First Memory Deep Dive

Follow a single claim through every pipeline layer and understand the data transformations that make epistemic memory work.

The Claim

A user sends in chat:

"Tôi thích uống cà phê đen mỗi sáng"
(I like drinking black coffee every morning)
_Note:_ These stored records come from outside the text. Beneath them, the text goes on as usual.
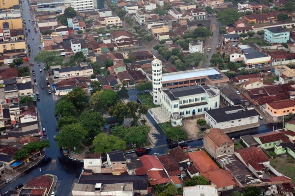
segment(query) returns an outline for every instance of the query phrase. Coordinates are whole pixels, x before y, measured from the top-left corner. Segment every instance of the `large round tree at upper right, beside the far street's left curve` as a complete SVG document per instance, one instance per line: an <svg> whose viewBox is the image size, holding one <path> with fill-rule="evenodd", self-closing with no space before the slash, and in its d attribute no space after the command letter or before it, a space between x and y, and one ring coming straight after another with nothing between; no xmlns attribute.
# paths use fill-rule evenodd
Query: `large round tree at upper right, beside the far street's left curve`
<svg viewBox="0 0 295 196"><path fill-rule="evenodd" d="M216 15L217 21L222 25L228 26L241 17L241 14L236 9L224 9Z"/></svg>

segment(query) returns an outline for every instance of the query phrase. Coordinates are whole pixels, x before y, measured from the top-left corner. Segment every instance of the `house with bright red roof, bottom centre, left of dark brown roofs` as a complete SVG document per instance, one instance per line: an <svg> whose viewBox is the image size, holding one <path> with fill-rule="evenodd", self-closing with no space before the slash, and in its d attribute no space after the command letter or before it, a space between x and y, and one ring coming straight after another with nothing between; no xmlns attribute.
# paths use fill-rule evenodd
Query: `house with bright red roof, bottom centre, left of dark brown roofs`
<svg viewBox="0 0 295 196"><path fill-rule="evenodd" d="M142 162L143 167L137 168L136 175L148 173L148 182L152 186L170 182L162 164L154 155L144 155L139 159Z"/></svg>

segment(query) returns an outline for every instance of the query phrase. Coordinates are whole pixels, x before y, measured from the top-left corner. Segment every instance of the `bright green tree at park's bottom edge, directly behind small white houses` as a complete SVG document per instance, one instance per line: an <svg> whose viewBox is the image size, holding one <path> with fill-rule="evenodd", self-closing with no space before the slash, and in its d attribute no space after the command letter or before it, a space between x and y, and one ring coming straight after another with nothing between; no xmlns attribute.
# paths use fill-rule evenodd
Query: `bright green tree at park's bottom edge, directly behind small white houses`
<svg viewBox="0 0 295 196"><path fill-rule="evenodd" d="M108 136L105 133L98 134L93 140L94 152L106 154L112 150L125 150L126 141L119 139L116 136Z"/></svg>

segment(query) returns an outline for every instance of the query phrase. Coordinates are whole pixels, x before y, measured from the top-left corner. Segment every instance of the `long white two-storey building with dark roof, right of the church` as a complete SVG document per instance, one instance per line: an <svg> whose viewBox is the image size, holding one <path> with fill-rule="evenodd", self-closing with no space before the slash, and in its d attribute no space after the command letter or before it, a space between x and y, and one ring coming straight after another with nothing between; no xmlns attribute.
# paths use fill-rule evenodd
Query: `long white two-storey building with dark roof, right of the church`
<svg viewBox="0 0 295 196"><path fill-rule="evenodd" d="M228 106L205 111L205 120L212 128L224 132L234 132L247 128L259 127L259 113L255 110L245 110L241 106Z"/></svg>

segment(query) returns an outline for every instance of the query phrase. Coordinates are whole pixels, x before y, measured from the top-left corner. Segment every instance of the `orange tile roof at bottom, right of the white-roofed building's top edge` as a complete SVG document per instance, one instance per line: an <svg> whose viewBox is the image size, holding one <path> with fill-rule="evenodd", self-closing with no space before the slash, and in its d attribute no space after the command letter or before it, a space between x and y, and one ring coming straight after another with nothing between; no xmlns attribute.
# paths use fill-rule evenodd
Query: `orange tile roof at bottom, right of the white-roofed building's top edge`
<svg viewBox="0 0 295 196"><path fill-rule="evenodd" d="M223 169L208 171L206 174L204 174L204 177L207 178L209 182L214 183L217 189L231 185L237 185L231 173Z"/></svg>

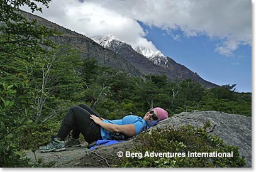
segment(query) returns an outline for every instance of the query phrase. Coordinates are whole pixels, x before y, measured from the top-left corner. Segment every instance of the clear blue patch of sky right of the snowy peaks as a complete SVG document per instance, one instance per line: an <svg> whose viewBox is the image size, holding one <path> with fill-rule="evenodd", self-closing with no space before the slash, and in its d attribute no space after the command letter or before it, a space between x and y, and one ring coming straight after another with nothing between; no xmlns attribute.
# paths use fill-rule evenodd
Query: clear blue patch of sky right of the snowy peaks
<svg viewBox="0 0 256 172"><path fill-rule="evenodd" d="M214 51L220 40L206 35L174 40L165 30L139 22L147 32L147 40L154 43L165 56L185 65L209 82L218 85L237 84L238 92L252 92L252 46L240 46L232 56ZM183 35L181 30L175 35Z"/></svg>

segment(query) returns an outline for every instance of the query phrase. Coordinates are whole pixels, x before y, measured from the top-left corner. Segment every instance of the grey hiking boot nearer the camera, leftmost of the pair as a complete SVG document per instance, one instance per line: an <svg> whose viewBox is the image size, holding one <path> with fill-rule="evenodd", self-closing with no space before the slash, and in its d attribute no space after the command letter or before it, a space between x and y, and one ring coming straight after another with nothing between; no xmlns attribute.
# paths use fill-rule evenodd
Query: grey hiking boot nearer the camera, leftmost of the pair
<svg viewBox="0 0 256 172"><path fill-rule="evenodd" d="M39 151L42 153L52 152L52 151L64 151L65 144L58 137L52 137L51 141L46 146L40 146Z"/></svg>

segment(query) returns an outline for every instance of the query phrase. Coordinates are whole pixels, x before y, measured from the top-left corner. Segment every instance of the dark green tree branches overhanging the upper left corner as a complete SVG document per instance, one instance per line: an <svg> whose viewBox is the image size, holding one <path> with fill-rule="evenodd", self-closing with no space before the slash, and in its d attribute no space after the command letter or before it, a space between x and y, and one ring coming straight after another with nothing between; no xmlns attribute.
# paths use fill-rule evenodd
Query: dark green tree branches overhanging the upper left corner
<svg viewBox="0 0 256 172"><path fill-rule="evenodd" d="M36 0L48 8L50 0ZM36 3L28 0L1 0L0 3L0 51L9 58L32 58L34 53L44 51L42 45L53 46L48 39L57 32L46 26L39 26L36 20L28 21L19 10L28 6L32 12L41 11ZM6 59L6 60L8 60ZM6 62L6 61L4 61Z"/></svg>

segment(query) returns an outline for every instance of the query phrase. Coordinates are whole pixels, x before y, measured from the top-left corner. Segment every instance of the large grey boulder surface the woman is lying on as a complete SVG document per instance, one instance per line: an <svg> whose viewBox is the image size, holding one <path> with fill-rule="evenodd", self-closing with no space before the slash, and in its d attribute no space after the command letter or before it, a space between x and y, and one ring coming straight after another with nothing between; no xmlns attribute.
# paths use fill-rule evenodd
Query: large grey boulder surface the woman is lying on
<svg viewBox="0 0 256 172"><path fill-rule="evenodd" d="M215 134L221 137L227 144L237 146L241 156L245 156L247 165L245 167L252 167L252 118L240 116L236 114L226 114L216 111L194 111L182 112L165 119L157 124L157 126L150 128L165 128L165 127L179 127L190 124L192 126L204 126L206 121L211 122L211 126L215 126L210 134ZM44 163L56 162L55 167L109 167L113 161L118 159L117 153L119 151L125 152L133 147L135 139L120 142L109 146L99 146L90 151L86 148L86 143L80 148L67 148L66 151L54 153L40 153L36 151L35 154L31 151L26 151L26 154L31 158L31 162L36 159L44 159Z"/></svg>

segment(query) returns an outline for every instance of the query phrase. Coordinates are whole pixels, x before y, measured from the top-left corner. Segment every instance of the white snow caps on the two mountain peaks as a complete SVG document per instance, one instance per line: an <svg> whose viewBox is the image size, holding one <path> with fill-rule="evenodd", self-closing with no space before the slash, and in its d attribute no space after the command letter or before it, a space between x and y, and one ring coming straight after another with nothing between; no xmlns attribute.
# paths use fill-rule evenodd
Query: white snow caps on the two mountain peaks
<svg viewBox="0 0 256 172"><path fill-rule="evenodd" d="M108 34L105 36L94 36L92 40L96 41L99 45L103 46L104 48L109 48L116 50L118 46L125 45L126 43L121 41L119 38L112 34ZM133 48L136 52L140 53L141 55L147 57L149 60L153 61L156 65L165 64L168 67L167 62L168 58L164 56L161 51L153 51L150 48L145 46L136 46Z"/></svg>

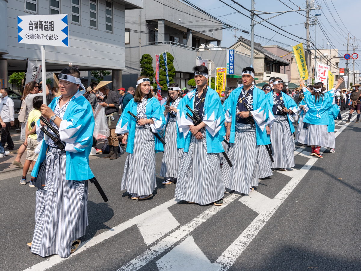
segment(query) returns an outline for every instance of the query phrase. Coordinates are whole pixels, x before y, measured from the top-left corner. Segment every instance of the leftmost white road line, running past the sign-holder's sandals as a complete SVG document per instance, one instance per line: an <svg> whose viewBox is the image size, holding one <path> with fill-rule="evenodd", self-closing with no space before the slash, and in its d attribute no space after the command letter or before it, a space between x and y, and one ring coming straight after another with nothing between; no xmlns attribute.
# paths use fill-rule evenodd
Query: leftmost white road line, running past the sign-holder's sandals
<svg viewBox="0 0 361 271"><path fill-rule="evenodd" d="M59 255L55 255L52 256L48 259L46 259L43 262L34 264L33 266L25 269L24 271L43 271L43 270L47 270L48 268L54 266L55 264L61 263L71 257L73 257L74 255L77 255L79 253L82 253L84 250L91 248L92 246L95 246L96 244L99 244L100 242L103 242L104 240L113 237L114 235L124 231L125 229L137 224L137 223L141 223L142 221L146 220L147 218L164 211L165 209L167 209L168 207L174 205L175 203L179 202L178 199L171 199L170 201L167 201L165 203L162 203L161 205L158 205L157 207L154 207L151 210L148 210L146 212L144 212L143 214L137 215L132 219L129 219L115 227L113 227L112 229L105 231L103 233L100 233L99 235L90 238L89 240L83 242L79 248L77 249L77 251L75 251L73 254L71 254L68 258L61 258Z"/></svg>

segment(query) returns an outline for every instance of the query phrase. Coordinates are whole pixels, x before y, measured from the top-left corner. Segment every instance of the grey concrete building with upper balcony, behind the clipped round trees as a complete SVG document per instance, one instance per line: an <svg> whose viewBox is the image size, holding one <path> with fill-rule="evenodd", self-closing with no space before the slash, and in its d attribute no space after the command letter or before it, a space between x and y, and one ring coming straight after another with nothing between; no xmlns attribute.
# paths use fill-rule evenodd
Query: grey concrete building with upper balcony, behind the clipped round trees
<svg viewBox="0 0 361 271"><path fill-rule="evenodd" d="M181 87L190 87L186 83L194 77L192 68L197 56L212 60L212 70L214 66L226 67L228 48L221 47L222 23L181 1L144 0L142 10L126 10L125 28L123 87L135 86L140 75L139 60L145 53L153 57L154 70L155 55L171 53L176 70L174 81ZM235 74L239 75L249 65L249 56L235 52L234 63ZM237 79L232 81L236 86Z"/></svg>

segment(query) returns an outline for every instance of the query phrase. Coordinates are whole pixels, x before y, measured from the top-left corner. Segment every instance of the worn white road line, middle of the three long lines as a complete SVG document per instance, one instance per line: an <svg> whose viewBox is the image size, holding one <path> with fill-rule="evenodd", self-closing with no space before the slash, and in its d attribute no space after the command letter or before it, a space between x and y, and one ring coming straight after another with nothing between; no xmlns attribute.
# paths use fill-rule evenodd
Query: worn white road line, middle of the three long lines
<svg viewBox="0 0 361 271"><path fill-rule="evenodd" d="M159 256L162 252L167 249L170 249L174 246L175 243L178 241L185 239L189 236L190 232L193 229L196 229L199 225L203 224L203 222L207 221L213 215L217 214L217 212L221 211L231 202L239 197L239 194L230 194L228 197L223 199L222 206L212 206L208 210L204 211L202 214L197 216L196 218L192 219L186 225L180 227L170 235L164 237L161 241L157 244L152 246L151 248L145 250L142 254L138 257L134 258L130 262L123 265L117 271L136 271L145 266L145 264L152 261L154 258Z"/></svg>

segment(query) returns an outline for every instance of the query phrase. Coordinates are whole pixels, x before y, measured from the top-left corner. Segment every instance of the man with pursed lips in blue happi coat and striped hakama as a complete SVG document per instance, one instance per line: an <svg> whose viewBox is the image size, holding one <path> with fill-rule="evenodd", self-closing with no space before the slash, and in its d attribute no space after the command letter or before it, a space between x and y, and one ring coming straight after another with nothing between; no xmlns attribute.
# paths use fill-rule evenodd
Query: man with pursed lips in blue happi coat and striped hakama
<svg viewBox="0 0 361 271"><path fill-rule="evenodd" d="M252 85L255 70L242 71L242 87L233 90L225 102L227 155L233 166L223 164L222 177L226 188L248 194L252 186L258 186L258 153L260 145L270 144L265 126L268 121L268 105L263 90ZM250 112L248 111L249 108Z"/></svg>

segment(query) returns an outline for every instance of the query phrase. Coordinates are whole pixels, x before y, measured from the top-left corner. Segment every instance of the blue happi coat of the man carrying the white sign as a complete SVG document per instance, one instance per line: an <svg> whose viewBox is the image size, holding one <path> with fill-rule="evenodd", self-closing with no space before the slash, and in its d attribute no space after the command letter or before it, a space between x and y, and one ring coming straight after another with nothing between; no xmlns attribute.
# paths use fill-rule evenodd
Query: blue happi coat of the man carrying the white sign
<svg viewBox="0 0 361 271"><path fill-rule="evenodd" d="M49 107L54 111L60 97L52 100ZM39 126L39 120L37 125ZM78 91L70 99L59 127L60 139L66 143L66 180L82 181L94 177L89 167L89 154L93 144L94 116L90 103ZM43 139L38 160L31 171L32 177L38 176L39 166L46 157L48 144Z"/></svg>

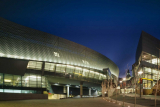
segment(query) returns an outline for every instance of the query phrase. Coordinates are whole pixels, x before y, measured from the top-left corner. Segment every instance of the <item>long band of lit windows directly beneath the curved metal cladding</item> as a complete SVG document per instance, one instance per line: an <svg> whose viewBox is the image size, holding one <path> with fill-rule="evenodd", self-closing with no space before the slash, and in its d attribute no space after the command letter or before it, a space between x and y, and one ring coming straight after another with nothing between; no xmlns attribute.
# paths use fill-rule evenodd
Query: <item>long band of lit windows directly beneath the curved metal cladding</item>
<svg viewBox="0 0 160 107"><path fill-rule="evenodd" d="M42 62L36 62L36 61L29 61L27 69L34 69L34 70L40 70L42 68ZM60 73L64 75L69 75L73 78L92 78L97 80L103 80L106 79L106 75L101 74L97 70L90 70L86 68L71 66L71 65L64 65L64 64L55 64L55 63L47 63L45 62L45 71L48 72L55 72Z"/></svg>

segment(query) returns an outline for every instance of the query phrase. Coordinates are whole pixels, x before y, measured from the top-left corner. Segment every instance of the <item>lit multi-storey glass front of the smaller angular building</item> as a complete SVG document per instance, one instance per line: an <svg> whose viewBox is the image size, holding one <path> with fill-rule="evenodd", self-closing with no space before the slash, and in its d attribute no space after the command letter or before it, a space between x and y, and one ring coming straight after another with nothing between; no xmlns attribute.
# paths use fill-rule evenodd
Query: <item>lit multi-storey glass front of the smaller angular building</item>
<svg viewBox="0 0 160 107"><path fill-rule="evenodd" d="M155 81L159 79L160 72L157 67L160 65L159 61L158 57L142 51L139 64L134 67L134 72L138 75L137 80L143 78L143 89L151 89L155 85ZM141 62L145 62L145 64L141 64ZM140 71L142 74L138 74Z"/></svg>

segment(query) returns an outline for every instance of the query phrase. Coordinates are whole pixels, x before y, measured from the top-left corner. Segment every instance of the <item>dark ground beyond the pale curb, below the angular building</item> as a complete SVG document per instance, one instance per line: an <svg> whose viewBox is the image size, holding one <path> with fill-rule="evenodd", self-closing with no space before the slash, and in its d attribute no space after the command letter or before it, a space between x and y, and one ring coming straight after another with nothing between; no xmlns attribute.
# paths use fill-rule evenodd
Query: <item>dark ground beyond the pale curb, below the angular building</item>
<svg viewBox="0 0 160 107"><path fill-rule="evenodd" d="M144 96L143 96L144 97ZM137 96L136 98L136 104L137 105L141 105L141 106L146 106L146 107L154 107L155 106L155 100L151 100L149 99L149 96L147 96L148 98L140 98ZM153 96L151 96L153 97ZM127 103L130 103L130 104L134 104L135 103L135 98L133 97L133 95L126 95L125 97L123 97L123 95L118 95L117 98L116 96L113 96L111 97L112 99L114 100L118 100L118 101L125 101ZM123 99L124 98L124 99ZM139 106L136 106L136 107L139 107ZM157 107L160 107L160 101L158 100L157 101Z"/></svg>

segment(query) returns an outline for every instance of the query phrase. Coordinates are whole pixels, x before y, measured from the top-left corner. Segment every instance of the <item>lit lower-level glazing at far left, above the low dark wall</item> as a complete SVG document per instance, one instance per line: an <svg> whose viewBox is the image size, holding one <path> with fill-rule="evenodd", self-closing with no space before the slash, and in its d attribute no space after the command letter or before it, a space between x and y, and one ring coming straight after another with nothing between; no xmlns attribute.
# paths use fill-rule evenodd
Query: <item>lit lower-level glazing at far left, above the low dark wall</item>
<svg viewBox="0 0 160 107"><path fill-rule="evenodd" d="M15 88L17 89L15 89ZM26 73L24 76L0 73L0 92L6 93L40 93L36 90L19 90L22 87L47 88L48 81L44 76ZM9 89L5 89L9 88Z"/></svg>

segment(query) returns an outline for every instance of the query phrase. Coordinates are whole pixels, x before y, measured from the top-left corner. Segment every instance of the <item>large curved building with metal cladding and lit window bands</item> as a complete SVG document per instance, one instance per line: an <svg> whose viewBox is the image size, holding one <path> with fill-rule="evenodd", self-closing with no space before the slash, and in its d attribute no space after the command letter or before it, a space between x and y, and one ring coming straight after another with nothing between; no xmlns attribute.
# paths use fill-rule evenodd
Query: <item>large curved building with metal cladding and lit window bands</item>
<svg viewBox="0 0 160 107"><path fill-rule="evenodd" d="M75 42L0 18L0 92L97 95L119 68Z"/></svg>

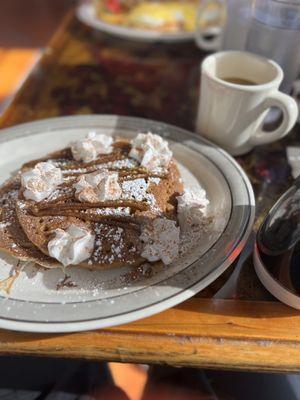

The AI agent decides this is worth remembering and calls epistemic_store.

L0: Policy Firewall

The claim is first classified by type:

CheckResult
Is PII?No (food preference)
Is garbage?No
Claim typebehavioral
Policy verdictPASS

L0.5: Sentence Classifier

Fast regex checks filter non-storable content:

  • Not a greeting ("xin chào", "hello") → ✅
  • Not a question → ✅
  • Not a command ("hãy làm", "please do") → ✅
  • Contains factual assertion → ✅ proceed to L1

L1: Claim Normalizer

The Vietnamese text is parsed into a structured triple:

{
  "subject": "user",
  "predicate": "likes drinking",
  "object": "black coffee every morning",
  "kind": "behavioral",
  "decayClass": "STABLE"
}

The normalizer uses regex fast-path first (handles ~70% of patterns), then falls back to LLM extraction for complex sentences.

L2: Confidence Scorer

Confidence is computed via a multi-factor sigmoid function:

confidence = σ(α·source + β·corroboration − γ·conflict + δ·kind)
FactorValueWeightContribution
source = user_explicit1.0α = 0.4+0.40
corroboration0 (first mention)β = 0.2+0.00
conflict0 (none found)γ = 0.3-0.00
kind = behavioral0.8δ = 0.1+0.08

Raw score: 0.48 → σ(0.48) ≈ 0.618 → rounded and adjusted: 0.741

L3: Conflict Detector

Vector and keyword search checks for contradictions:

  • Search: "user likes drinking black coffee every morning" → 0 existing matches
  • No contradictions found → claim proceeds cleanly
  • Entropy delta: +0.00

L4: Embedding + Storage

The claim is embedded and stored in LanceDB:

// 36-column record written to LanceDB
{
  id: "mem_a1b2c3d4",
  claim: "Tôi thích uống cà phê đen mỗi sáng",
  subject: "user",
  predicate: "likes drinking",
  object: "black coffee every morning",
  kind: "behavioral",
  confidence: 0.741,
  tier: "WORKING",
  decayClass: "STABLE",
  source: "user_explicit",
  channelId: "telegram:123456",
  storedAt: "2026-01-15T10:30:00.000Z",
  lastAccessed: "2026-01-15T10:30:00.000Z",
  vector: Float32Array[1536],
  // ... 22 more columns
}

L5: Tier Router

The confidence score determines the memory's tier:

TierConfidence RangeBehavior
QUARANTINE< 0.30Hidden, never injected
CANDIDATE0.30 – 0.49Available on search only
WORKING0.50 – 0.89Auto-injected into prompts
FACT≥ 0.90Permanent, high-priority injection

Our coffee claim has confidence 0.741 → WORKING tier. It will be auto-injected into future conversations.

Tip: Use epistemic_promote to manually boost memories to FACT tier, or epistemic_demote to drop them back.

Summary

A single claim traverses 7 processing stages in under 200ms, resulting in a richly-annotated memory with confidence scoring, decay classification, conflict checking, and automatic tier assignment. This is what makes epistemic memory fundamentally different from key-value storage.